Mein Prozedere bei der Ankunft dürfte inzwischen bekannt sein – oder? Ankommen, Blase leeren, Tank wieder mit Gerstensaft auffüllen, ein bisschen Plaudern und anschliessend (bevorzugt neben einem Pfosten) irgendwo in der Nähe der Bühne platzieren. Den fakultativen Erstbesuch des Merchandise-Standes habe ich jetzt einmal ausgeklammert. Erfahrungsgemäss werden die hart erarbeiteten Rappen trotzdem sicherlich noch im Verlaufe des Abends in die dortige «Band-Kässeli-Wirtschaft» hineingepumpt.
Ehe die erste Gruppe das Zepter übernimmt, kommen wir alle in den Genuss einer durch Metal Storm Concerts bereits im Vorfeld angekündigten Neuerung: Von nun an werden die Akteure jeweils mittels Moderation angesagt. So etwa im Stile von «Let’s get ready to ruuuuuuuuuuuumble!» bei Box-Kämpfen. Für diese Aufgabe hat man niemand Geringeres als Mary Dale von Ørefik auserkoren. Der in Zürich beheimatete, weibliche Lemmy hat für diesen Job meines Erachtens freilich das passende Stimmorgan und die benötigte Power. Ausserdem erfahren die Zuhörer dadurch noch ein paar interessante Fakten zu den Bands – tolle Sache.
Final Cut
«Violent Blues Thrash» – so bezeichnet das Quintett aus dem Kanton Aargau sein musikalisches Schaffen. Die Jungs verschwenden keine Zeit und handeln ab dem ersten Ton getreu nach dem Motto «volle Kraft voraus!». Zuletzt waren Final Cut auf unsere Homepage prominent vertreten. Metalinside-Kollege Luke hat unter anderem ein ausführliches Interview mit der kompletten Band geführt (zum Interview) und sich zudem um die Analyse des aktuellen Silberlings «Jackhammer» gekümmert (siehe Review). Die Hälfte der heute gespielten Tracks stammt von dieser Platte. Dieses Material macht effektiv Lust auf mehr und es ist anzunehmen, dass man künftig in Tat und Wahrheit wieder mit Final Cut rechnen muss.

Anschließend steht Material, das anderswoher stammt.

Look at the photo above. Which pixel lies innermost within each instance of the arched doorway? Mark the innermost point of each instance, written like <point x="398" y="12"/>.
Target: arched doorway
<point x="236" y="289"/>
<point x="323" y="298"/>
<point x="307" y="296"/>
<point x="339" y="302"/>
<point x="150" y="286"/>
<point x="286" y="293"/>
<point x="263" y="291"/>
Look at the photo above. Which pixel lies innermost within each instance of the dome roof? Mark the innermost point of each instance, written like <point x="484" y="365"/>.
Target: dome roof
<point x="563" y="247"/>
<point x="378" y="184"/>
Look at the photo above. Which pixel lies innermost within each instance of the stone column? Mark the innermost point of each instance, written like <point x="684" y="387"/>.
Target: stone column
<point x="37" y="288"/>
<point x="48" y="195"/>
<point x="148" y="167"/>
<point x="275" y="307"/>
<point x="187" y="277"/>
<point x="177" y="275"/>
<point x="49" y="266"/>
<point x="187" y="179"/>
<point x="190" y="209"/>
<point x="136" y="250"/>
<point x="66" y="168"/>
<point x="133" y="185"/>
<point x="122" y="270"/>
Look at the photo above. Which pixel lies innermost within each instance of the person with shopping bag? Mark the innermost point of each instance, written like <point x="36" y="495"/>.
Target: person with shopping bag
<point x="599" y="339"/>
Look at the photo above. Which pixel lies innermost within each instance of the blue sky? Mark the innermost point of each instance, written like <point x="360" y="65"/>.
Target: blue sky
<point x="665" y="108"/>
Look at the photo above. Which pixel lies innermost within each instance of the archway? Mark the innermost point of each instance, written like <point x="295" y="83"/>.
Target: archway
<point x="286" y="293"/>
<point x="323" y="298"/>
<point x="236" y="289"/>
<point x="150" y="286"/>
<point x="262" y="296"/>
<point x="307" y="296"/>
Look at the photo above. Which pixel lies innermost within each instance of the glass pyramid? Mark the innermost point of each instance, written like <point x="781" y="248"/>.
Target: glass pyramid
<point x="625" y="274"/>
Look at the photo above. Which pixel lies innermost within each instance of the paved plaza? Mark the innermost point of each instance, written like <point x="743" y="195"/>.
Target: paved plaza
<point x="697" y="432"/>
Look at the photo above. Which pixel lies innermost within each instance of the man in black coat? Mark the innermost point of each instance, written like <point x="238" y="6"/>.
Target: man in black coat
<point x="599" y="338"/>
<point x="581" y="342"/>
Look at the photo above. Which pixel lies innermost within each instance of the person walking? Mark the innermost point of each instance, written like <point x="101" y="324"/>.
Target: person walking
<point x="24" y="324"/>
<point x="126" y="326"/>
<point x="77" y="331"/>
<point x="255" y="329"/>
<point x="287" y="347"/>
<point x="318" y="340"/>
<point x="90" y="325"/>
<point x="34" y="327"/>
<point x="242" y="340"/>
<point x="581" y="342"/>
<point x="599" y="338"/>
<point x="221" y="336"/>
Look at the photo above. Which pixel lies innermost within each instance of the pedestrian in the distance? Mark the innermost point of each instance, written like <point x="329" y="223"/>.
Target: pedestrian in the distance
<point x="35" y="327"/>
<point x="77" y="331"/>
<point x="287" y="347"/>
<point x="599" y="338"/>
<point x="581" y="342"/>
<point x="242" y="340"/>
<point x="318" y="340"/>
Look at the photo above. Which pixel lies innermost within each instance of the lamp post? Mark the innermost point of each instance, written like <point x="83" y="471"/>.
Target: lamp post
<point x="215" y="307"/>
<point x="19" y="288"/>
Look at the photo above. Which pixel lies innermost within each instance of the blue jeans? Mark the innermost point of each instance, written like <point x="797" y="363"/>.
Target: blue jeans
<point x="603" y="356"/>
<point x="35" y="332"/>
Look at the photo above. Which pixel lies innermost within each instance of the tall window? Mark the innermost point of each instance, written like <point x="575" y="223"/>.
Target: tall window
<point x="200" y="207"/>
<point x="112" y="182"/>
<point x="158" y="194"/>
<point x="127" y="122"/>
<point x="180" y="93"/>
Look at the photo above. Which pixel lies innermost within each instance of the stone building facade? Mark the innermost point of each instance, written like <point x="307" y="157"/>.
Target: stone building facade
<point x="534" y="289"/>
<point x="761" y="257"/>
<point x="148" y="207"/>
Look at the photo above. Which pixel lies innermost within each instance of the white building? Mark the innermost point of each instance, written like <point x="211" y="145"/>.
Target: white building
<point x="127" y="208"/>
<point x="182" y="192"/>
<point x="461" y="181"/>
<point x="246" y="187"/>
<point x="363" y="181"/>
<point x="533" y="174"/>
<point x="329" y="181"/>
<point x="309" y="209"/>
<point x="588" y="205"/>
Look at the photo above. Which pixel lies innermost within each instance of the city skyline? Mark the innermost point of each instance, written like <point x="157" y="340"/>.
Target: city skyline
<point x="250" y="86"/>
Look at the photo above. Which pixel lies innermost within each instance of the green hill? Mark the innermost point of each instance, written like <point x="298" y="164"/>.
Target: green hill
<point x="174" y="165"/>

Bemerkenswert ist zweifelsohne die «Schnörre-Giige» von Lukas Bühler, die ab und an zum Einsatz kommt. Wer würde dieses Instrument im ersten Moment mit metallischen Melodien assoziieren? Wohl kaum jemand. Ungeachtet dessen ist die Mundharmonika in den Stücken der Thrasher alles andere als ein störendes Element. An der Bass-Position erhält der Fünfer übrigens Unterstützung von Heinz Gysin (Kissin’ Black).
Nach diesen 40 Minuten ist die headbangende und feierwütige Meute vor der Bühne unwiderruflich aufgewärmt und bereit für die kommenden Akteure. Chapeau, Final Cut. Das war bockstark. Ich muss unbedingt im Handumdrehen ein Exemplar von «Jackhammer» käuflich erwerben. Merch-Personal aufgepasst, ich eile herbei!
Izegrim
Zugebenermassen war ich im Vorfeld enttäuscht, dass Crisix aus Barcelona ihr «Scheunen-Rendez-vous» bedauerlicherweise absagen mussten. Im Dresch-Sektor sind die heissblütigen Südländer momentan nämlich ein verdammt heisses Eisen. Allerdings ist eine Auftrittsmöglichkeit am «Japanese Assault Fest» ein vertretbarerer Absenz-Grund.
Erfreulicherweise konnte die Metal Storm-Crew in Form von Izegrim einen durchaus würdevollen Ersatz auftreiben. Angeführt wird die Truppe von der blonden Walküre Marloes. Dort wo ihre aggressiven Growls wüten, wächst mit grosser Wahrscheinlichkeit kein Gras mehr. Für mich ist sie eine weitaus jüngere und deutlich attraktivere Version des Memoriam-Frontmanns Karl Willetts. Trotz ihres hasserfüllten Gekeifes trägt die Niederländerin zwischendurch ein breites Grinsen im Gesicht – was ihr fraglos Sympathiepunkte verleiht.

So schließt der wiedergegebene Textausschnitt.